The approach in the question could re-order factor levels because that
code changes the factor columns to character and then back to factor
using default ordering (which may not have been the initial ordering).
For example, this shows what can happen if tolower
is applied
directly to a factor:
fac <- factor(c("One", "None", "Two"), levels = c("One", "Two", "None"))
fac
## [1] One None Two
## Levels: One Two None
factor(tolower(fac)) # order of levels has changed!
## [1] one none two
## Levels: none one two
In particular, that implies that sort(fac)
does not correspond to
the order in sort(factor(tolower(fac)))
.
We now discuss some alternative solutions to the question which do not have the reordering problem.
1) Create a function lc_lev
which lower cases levels of a factor and passes the input through unchanged if not a factor.

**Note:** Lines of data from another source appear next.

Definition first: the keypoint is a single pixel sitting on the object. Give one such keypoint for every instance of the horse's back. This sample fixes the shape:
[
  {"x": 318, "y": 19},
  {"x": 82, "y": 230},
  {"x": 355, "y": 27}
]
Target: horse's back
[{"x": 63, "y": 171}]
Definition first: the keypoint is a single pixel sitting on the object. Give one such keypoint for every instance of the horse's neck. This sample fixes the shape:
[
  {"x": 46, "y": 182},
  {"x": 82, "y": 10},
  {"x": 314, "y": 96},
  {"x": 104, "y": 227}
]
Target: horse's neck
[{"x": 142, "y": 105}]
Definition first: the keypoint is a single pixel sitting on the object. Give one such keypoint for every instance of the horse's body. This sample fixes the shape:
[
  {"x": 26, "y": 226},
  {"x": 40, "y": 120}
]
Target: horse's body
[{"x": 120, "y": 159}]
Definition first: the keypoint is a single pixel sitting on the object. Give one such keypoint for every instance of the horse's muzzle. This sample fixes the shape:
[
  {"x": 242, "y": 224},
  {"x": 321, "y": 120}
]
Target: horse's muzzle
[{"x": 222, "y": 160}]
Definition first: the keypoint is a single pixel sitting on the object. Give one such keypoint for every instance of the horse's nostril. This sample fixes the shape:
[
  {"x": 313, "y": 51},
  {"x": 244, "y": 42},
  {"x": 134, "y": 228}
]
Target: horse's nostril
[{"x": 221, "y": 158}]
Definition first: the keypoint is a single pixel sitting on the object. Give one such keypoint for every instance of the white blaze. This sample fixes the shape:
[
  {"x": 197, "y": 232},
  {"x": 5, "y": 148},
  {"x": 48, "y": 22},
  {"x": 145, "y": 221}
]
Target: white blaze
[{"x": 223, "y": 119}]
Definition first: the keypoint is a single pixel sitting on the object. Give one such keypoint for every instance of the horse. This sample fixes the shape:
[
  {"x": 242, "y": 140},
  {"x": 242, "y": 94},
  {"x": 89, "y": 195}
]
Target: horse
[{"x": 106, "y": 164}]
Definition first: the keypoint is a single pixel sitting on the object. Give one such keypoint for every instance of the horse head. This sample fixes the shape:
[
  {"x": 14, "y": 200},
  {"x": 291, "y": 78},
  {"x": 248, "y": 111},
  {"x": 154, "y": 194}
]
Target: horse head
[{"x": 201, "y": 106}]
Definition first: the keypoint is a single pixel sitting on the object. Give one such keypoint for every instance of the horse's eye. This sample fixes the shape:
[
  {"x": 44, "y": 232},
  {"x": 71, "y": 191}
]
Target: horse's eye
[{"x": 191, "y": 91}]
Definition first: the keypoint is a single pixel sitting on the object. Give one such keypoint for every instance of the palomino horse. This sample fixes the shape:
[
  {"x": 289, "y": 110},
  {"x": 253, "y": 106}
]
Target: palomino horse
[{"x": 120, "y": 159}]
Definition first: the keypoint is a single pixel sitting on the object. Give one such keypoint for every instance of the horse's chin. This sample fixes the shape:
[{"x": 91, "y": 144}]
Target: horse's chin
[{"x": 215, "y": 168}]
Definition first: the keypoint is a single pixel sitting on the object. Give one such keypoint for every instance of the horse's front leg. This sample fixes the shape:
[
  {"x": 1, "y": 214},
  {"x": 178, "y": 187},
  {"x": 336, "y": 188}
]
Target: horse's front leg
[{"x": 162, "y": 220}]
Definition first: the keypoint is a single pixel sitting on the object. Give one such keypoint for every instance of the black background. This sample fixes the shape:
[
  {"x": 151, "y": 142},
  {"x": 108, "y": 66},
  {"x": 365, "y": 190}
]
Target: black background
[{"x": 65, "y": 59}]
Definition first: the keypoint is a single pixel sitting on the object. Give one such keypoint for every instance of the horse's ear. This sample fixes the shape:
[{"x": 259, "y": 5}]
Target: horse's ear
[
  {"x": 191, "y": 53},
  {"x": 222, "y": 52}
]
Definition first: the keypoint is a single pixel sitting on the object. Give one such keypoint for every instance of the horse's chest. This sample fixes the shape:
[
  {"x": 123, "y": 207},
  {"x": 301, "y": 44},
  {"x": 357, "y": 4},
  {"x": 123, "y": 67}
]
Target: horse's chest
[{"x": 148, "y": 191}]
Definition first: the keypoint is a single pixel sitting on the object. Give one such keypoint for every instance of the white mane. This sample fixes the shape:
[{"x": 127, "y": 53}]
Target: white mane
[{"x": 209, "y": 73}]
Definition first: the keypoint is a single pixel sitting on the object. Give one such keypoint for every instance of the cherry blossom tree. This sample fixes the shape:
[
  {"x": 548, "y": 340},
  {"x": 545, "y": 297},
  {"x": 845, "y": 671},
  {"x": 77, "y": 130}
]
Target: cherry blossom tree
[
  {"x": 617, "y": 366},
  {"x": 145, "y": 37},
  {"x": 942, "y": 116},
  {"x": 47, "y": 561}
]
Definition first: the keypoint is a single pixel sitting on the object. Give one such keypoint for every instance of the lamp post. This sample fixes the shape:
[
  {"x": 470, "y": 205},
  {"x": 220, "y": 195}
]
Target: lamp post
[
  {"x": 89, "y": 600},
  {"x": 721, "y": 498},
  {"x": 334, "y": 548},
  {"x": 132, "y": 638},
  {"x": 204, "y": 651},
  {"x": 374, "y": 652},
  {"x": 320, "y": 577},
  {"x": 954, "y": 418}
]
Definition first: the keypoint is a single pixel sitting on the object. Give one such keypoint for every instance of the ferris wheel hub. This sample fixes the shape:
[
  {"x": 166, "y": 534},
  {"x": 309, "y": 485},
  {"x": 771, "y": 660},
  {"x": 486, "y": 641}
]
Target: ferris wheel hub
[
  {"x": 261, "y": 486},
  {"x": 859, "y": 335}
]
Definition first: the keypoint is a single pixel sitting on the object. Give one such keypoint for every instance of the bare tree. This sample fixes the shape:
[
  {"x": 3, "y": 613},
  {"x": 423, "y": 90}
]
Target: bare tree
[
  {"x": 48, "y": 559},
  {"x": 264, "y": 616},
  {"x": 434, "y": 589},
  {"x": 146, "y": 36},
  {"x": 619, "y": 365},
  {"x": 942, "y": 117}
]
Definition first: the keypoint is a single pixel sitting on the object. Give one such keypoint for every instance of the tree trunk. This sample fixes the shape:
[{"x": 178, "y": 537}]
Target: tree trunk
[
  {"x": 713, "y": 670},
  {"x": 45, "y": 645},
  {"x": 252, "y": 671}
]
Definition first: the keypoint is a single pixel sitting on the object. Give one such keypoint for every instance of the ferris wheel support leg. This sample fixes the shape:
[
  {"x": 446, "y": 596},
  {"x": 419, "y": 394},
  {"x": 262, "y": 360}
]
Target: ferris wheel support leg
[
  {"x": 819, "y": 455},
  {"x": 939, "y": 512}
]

Then lapply it over the columns of the input -- here we use the built in CO2 -- and change it back to a data.frame of the same shape:
lc_lev <- function(x) {
if (is.factor(x)) levels(x) <- tolower(levels(x))
x
}
replace(CO2, TRUE, lapply(CO2, lc_lev))
1a) This would also work:
CO2[] <- lapply(CO2, lc_lev)
2) Another approach is to use S3. The generic (first line) dispatches to the factor method if the input is a factor and to the default method otherwise:
lc_lev2 <- function(x, ...) UseMethod("lc_lev2")
lc_lev2.factor <- function(x) { levels(x) <- tolower(levels(x)); x }
lc_lev2.default <- identity
CO2[] <- lapply(CO2, lc_lev2)